I so desperately wanted that kind of love story for myself as a child, not realizing that each person’s story, while often intertwined with a similar, deep love, is completely unique. When my father remarried, it was hard for me to accept that he could love anyone else. But, as time went on, she gradually became my best friend, a confidant. About a month after my engagement, my dad called me, crying. “Rachel, Patty and I are getting divorced,” he said, one of the only times I can remember his voice breaking that way. The dirty word. My dad was now the black sheep, the first person in our family to get a divorce.

 

I was determined not to let this black cloud follow me into our marriage. Statistics about children of divorce constantly followed me, and I always pushed them away. I am not a statistic, I would remind myself. I create my success.

 

And so, my husband-to-be and I enrolled in premarital counseling in order to better our “odds” by pledging ourselves into a Covenant Marriage. In the state of Arizona, it meant that we were taking an additional precaution to protect ourselves from the dirty word. If either of us wanted to get a divorce, we first had to undergo two full years of marital counseling. Together we learned what the two most common reasons for divorce are, and how to safeguard ourselves. The lessons themselves made me think I was prepared, though experience is always the best teacher.

 

Naturally, my maternal grandmother became even more of a maternal figure to me in the wake of losing one mother to cystic fibrosis, and another to the dirty word. It seemed only fitting that the couple who had been married the longest at our wedding was my grandparents. I took my grandpa’s hand so proudly, thinking about what a resilient family I had come from, and how much I could learn from role models like them. They had set up a wonderful life for all of us, and I was filled with so much love and joy that I was able to dance with them on my wedding day, a testament to all that I could look forward to in my own life.

 

Three years and my first born later, I was staying at my aunt and uncle’s house on a family vacation when my grandma said something about their 50th wedding anniversary; under her breath, my aunt said, “which one?” My cousin started to laugh, and after my grandma left the room, I asked my cousin what she had meant. She looked at me like I had slapped her.

 

“Grandma and grandpa got divorced,” she whispered to me, as we sat in the kitchen. “About thirty years ago. Then they got remarried. So they have two different anniversary dates. You need to talk to grandma about this,” she told me.

 

When I confronted her with the dirty word, my grandma was gentle with me, like she knew that my fragile preconceived notions would surely crumble after this conversation. It turns out, about sixteen years into their marriage, with lots of fighting, and both of them being “stubborn,” in her words, my grandparents divorced. Six months later, they remarried.
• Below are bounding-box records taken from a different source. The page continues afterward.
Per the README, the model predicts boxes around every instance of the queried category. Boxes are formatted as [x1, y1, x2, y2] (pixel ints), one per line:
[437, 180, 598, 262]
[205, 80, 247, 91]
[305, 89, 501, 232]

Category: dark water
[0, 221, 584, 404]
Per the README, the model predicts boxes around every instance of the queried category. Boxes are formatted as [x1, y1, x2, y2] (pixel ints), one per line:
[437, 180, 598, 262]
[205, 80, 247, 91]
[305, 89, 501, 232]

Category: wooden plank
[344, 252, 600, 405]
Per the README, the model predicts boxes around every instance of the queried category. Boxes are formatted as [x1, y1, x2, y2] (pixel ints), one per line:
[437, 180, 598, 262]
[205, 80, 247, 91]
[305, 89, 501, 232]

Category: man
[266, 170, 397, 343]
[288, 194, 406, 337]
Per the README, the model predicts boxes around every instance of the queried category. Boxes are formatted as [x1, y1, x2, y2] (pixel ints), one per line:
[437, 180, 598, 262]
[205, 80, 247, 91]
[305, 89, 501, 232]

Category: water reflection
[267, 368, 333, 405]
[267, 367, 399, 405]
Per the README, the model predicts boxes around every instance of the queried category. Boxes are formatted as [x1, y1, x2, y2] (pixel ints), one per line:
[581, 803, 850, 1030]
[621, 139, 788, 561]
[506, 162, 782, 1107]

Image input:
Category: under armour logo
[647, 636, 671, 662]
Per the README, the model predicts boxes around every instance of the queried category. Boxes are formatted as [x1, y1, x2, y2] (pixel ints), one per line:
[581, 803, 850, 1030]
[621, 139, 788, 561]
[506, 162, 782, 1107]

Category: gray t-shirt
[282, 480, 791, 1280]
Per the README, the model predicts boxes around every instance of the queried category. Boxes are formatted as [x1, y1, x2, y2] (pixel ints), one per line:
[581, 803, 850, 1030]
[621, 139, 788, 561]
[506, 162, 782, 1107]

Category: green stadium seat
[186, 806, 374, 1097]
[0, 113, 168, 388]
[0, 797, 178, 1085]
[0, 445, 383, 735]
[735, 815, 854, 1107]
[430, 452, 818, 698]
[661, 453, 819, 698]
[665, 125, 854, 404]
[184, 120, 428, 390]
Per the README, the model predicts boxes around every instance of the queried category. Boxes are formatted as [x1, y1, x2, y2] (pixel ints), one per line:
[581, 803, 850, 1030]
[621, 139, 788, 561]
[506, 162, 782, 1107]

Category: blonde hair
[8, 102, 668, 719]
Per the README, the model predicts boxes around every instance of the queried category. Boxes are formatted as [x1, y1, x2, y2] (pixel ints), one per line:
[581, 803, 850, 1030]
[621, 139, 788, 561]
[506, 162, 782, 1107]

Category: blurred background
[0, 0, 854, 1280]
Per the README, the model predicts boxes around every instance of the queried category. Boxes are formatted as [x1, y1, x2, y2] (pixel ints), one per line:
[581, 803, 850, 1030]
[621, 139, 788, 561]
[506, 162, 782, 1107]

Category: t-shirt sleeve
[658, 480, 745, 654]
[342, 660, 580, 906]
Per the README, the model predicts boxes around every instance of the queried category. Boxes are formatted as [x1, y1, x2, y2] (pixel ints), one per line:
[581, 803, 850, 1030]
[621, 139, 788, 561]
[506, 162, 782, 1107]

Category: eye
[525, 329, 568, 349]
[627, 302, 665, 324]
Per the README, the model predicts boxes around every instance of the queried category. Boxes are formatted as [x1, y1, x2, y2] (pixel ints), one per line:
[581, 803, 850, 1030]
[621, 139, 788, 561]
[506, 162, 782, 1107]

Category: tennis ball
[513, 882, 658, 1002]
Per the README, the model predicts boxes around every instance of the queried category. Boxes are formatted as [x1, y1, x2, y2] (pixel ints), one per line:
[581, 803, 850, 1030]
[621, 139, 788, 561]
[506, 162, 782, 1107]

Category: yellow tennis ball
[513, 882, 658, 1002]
I cried that night, said fragile notions completely shattered. This mountain of family values and solid family history that I thought my marriage rested upon had just turned into a molehill. I wondered how my marriage would survive. Like my grandparents, my husband and I fight often. We’re both stubborn. We both come from the dirty word. How could we possibly do it? Who could we turn to?

I can’t tell you that I have all of the answers, and I guarantee that I never will. But 6 years into my marriage, I’ve learned that love is what makes a family. We joke that we both have “crazy” families, and we do. The concept of “normal” and “nuclear” certainly don’t apply to our situation. But the dirty word does not define me, and it certainly does not define my marriage. If anything, I’ve learned to take the experiences of perseverance and love and apply them to my life. The dirty word has finally come clean.